Whatever had been there suddenly let go, the obstruction moved and was gone.
What followed were unspeakable noises from the woman such as an animal would generate, shrieking and groans of terrible inhuman agony.

*******


You were becoming conscious again! I lay a blanket over you, rearranging your dress that had ridden up and was quite undignified by this time. I took every care to place you gently in the recovery position, what I recalled was a textbook way of doing it.
I then found a glass in your kitchen and placed your false teeth carefully in some water.
Just then the phone rang, taking some years off my life with fright. I was amazed by the emergency operator crew, and their technology that allows them clearance to call the number you rang from, and she advised that the paramedic crew couldn't find the address. My reaction was an exclamation mark of instant action.
I hurdled the low hedge outside the front door and sprinted down the bitumen driveway past the other units. There they were and after some directions they finally found your home.

After being given some oxygen, and something flowing down from a plastic intravenous bag, you were able to stand and walk through your front door, clamber onto the gurney and be slid into the back of the ambulance. You were able to talk to me, knew who I was and offered money for the vacuum cleaner spare part, of all things. Payment was not a priority in my mind. I expected to see you again when you recovered in the hospital and returned home; tomorrow, a few days, next week. We'd discuss this experience together, laugh in relief, marvel at your crazy time, at my feeling of being your shining knight thwarting your personal Grim Reaper's attack. We'd have more time. Hospitals would do what I, a mere appliance technician, could not; fix your aging body.

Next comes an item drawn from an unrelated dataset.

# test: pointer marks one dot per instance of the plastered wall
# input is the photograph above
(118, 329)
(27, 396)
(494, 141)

But I never spoke to you again. It was the last time you would use your front door.

That afternoon I drove home a changed person. The shock began to hit me, and when I walked in the back door of our house, my wife was sitting there, I remember phoning from your unit to see if my wife could come around but of course I had our only automatic vehicle. The other one was manual gear change that she was unable to drive. As I walked in, I just stood and stared, my wife understanding without explanation, and asked for something strong to drink from our cupboard.

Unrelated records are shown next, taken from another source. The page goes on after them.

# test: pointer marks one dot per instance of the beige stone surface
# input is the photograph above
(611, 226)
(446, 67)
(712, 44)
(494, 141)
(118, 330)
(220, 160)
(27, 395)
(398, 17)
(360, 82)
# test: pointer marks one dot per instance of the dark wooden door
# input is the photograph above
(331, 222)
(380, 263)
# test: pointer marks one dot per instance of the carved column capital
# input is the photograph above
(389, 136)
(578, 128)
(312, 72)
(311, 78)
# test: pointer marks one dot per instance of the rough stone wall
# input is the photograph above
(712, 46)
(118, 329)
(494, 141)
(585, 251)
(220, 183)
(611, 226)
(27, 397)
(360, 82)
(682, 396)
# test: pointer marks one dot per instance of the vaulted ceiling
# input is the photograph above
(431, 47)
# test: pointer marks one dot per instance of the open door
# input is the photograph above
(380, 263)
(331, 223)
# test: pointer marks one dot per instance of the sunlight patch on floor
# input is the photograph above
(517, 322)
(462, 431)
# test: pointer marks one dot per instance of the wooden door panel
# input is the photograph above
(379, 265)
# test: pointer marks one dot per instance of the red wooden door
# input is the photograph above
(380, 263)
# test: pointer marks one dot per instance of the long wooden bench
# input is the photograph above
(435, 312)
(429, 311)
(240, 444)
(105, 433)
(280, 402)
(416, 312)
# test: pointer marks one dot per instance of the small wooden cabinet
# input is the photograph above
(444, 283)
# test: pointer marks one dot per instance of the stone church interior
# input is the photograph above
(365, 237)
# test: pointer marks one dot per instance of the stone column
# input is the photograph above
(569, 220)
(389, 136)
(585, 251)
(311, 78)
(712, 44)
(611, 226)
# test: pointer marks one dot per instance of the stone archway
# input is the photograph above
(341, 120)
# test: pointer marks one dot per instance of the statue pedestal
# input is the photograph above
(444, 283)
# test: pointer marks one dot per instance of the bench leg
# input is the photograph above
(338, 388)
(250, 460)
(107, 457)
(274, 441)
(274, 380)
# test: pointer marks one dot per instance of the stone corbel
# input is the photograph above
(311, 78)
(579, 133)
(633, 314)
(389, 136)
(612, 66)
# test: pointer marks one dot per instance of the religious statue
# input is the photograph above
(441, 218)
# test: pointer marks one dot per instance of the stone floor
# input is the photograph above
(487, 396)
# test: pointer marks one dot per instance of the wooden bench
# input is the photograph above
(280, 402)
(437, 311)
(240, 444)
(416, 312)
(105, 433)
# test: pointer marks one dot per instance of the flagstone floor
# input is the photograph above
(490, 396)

I would go to sleep that night only with the bedroom light left on. There was a residue of horror that I could not push out of my mind.

Like an ironic, brand new shock, yes, like a cliched slap in the face to me, your death revisited, more successfully it seemed, the next day. But the family was able to visit you, and spend some time that otherwise would not have been possible, so I suppose there is that dubious comfort.

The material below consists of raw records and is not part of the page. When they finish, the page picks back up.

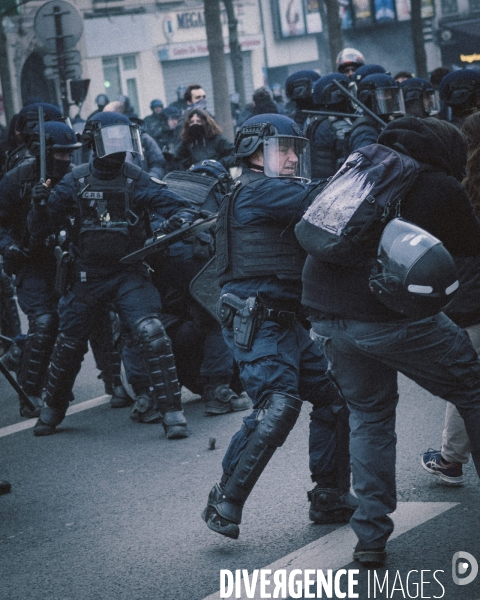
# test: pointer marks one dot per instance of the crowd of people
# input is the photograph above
(288, 327)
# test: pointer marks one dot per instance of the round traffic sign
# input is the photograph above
(58, 19)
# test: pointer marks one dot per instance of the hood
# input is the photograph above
(431, 141)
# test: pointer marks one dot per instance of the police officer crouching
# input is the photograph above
(108, 201)
(33, 264)
(259, 265)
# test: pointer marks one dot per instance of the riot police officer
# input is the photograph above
(382, 95)
(25, 124)
(327, 133)
(298, 89)
(108, 201)
(259, 265)
(34, 267)
(460, 90)
(420, 98)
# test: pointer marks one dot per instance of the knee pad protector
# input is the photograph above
(280, 415)
(151, 334)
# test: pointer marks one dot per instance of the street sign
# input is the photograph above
(73, 71)
(71, 57)
(55, 16)
(51, 72)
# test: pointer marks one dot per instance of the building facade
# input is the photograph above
(147, 51)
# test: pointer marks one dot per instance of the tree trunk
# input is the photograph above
(417, 37)
(235, 51)
(218, 68)
(334, 28)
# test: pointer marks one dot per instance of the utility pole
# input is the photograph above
(334, 29)
(235, 51)
(419, 53)
(221, 99)
(5, 79)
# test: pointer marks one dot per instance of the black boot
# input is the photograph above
(214, 520)
(327, 505)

But the awful thing, angel, grim reaper, death, whatever it was it finished by having the last victory. It had the last laugh.
I attended your funeral but was a complete stranger, sitting in a back pew of the funeral parlour and received a few odd looks from your family and other mourners there.

They didn't realise that I'd become very close to you, not an old lady, but another human in distress, whose body was now lying in front of us all, concealed by a wooden box.

Even after such a confrontation, and the tightrope walk of life and death in the balance, I had felt so certain I would see you again as the rescuing ambulance boosted you to the haven of medical experts.

Death is like that but so is life.
Death should always be unacceptable at any age but people accept it when someone is old or has cancer. It will always be unplanned and incomprehensible.